Lingo4G can run on almost any hardware. In this chapter we discuss practical considerations that may affect performance.

For data sets up to a few dozen gigabytes of text, any modern computer will be sufficient, even a laptop. Larger data sets will benefit greatly from larger RAM and SSD-based storage.

Storage technology

The type of storage technology and its size are the key factors that influence Lingo4G performance. Lingo4G is designed to take full advantage of CPU parallelism: all CPU cores can write and read data to the index at the same time.

We highly recommend Solid-state drives (SSD) for storing Lingo4G index and temporary files, especially if the files are too large to fit the operating system's disk cache. With SSD storage, Lingo4G will be able to effectively use multiple CPU cores for processing and thus significantly decrease the processing time.

We do not recommend spinning drives due to severe degradation of performance when multiple threads access the index.

Lingo4G does not support network drives. Lingo4G projects and their work directories should not be stored on network shares due to the limitations of underlying technology (Lucene file locks do not work on network shares).

Storage space

Lingo4G index storage requirements are typically 2x–3x the total size (in bytes) of the text in your collection.
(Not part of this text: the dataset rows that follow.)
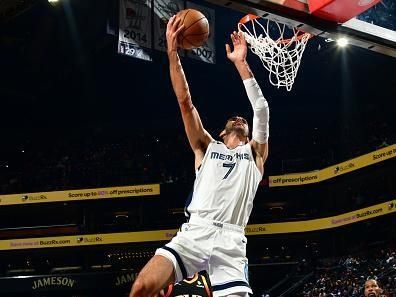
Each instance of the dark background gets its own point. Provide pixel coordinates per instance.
(75, 114)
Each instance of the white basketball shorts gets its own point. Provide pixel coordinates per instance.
(216, 247)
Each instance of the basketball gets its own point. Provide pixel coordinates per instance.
(196, 29)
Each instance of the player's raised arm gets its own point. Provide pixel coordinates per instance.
(260, 127)
(198, 137)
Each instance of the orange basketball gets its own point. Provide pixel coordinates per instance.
(196, 29)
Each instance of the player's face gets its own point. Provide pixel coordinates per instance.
(371, 288)
(237, 124)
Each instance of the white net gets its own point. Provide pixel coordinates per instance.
(280, 54)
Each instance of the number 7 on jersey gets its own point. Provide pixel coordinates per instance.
(230, 167)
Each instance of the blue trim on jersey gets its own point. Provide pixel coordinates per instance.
(230, 285)
(178, 259)
(188, 201)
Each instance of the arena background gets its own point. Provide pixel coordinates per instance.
(76, 115)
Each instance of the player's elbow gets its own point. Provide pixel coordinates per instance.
(186, 105)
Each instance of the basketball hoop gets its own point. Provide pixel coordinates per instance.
(278, 46)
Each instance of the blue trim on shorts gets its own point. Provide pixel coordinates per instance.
(230, 285)
(178, 259)
(188, 202)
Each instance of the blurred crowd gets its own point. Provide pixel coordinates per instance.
(346, 277)
(106, 159)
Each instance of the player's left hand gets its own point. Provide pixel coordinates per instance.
(173, 29)
(239, 52)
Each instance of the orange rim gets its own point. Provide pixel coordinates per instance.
(251, 17)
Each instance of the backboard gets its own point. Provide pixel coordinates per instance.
(373, 29)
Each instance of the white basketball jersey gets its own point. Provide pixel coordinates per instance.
(225, 184)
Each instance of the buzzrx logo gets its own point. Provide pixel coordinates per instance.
(89, 239)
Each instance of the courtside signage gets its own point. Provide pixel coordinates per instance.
(78, 195)
(324, 223)
(297, 179)
(165, 235)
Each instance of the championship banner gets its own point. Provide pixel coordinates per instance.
(134, 36)
(207, 52)
(163, 10)
(166, 235)
(297, 179)
(80, 195)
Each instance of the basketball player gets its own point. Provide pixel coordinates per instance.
(197, 286)
(372, 289)
(227, 176)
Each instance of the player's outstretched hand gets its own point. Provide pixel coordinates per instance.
(239, 52)
(173, 29)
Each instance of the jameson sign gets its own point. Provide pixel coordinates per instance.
(68, 282)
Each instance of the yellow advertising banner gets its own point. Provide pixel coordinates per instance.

The example data sets chapter shows empirical sizes of Lingo4G index for the data sets included in the distribution.

In addition to the space occupied by the index itself, Lingo4G requires additional disk space for temporary files while indexing. Lingo4G deletes these temporary files after indexing is complete.

CPU and memory

CPU: more than 4 hardware threads. Lingo4G can perform processing in parallel on multiple CPU cores, which can greatly decrease the latency. Performance will vary, depending on the size of the collection and type of analysis, but in general the more CPU cores you make available to Lingo4G, the better. Please note that high-end CPUs with dozens of CPU cores are very likely to saturate other parts of the system, such as memory or the I/O.

Also note that Lingo4G has a built-in dynamic mechanisms of adjusting the number of threads for optimal performance, so CPU usage during indexing or analyses may fluctuate and is not an indicator of underused resources.
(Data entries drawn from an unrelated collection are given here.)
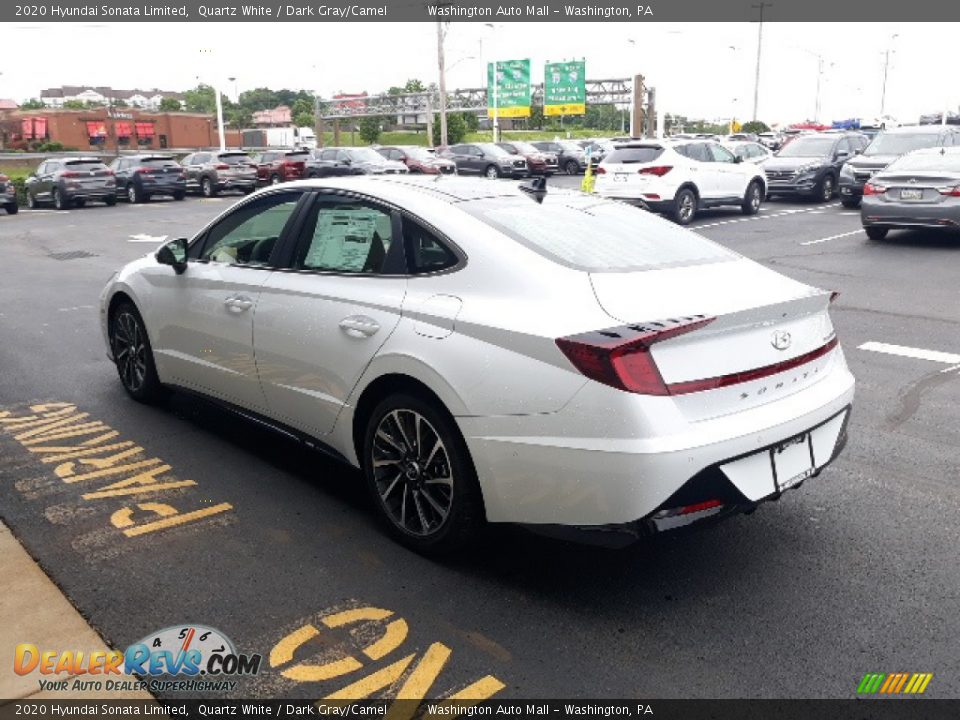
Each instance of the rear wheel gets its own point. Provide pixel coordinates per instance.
(133, 355)
(420, 475)
(752, 199)
(684, 206)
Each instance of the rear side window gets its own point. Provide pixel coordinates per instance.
(635, 155)
(596, 235)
RAM: the more, the better. During document analysis, Lingo4G frequently reaches to its persistent index data store created during indexing. For the highest multi-threaded processing performance, the amount of RAM available to the operating system should ideally be large enough for the OS to cache most of Lingo4G index files, so that the number of disk accesses is minimized. Note that system memory pool is distinctively different from Java heap size, discussed below.

JVM heap size: the default 4 GB should be enough in most scenarios. The default JVM heap size should be enough to perform indexing regardless of the size of the input data. It should also be enough for typical document analysis scenarios.

If you plan to analyze very large subsets of the index or issue multiple concurrent analyses, consider increasing the JVM heap size. Note that needlessly increasing the JVM heap may have an adverse effect on performance as it may decrease the amount of memory that would be otherwise available for disk caches.

If you run Lingo4G on massively multicore machines (32 cores and more), consider increasing the JVM heap size beyond the default 4 GB heap during indexing to give more room to each indexing thread. This is not a requirement, however.

Java Virtual Machine

Lingo4G requires 64-bit Java 17 or later. Other JVM settings like the garbage collector settings play a minor role in overall performance compared to disk speed and memory availability.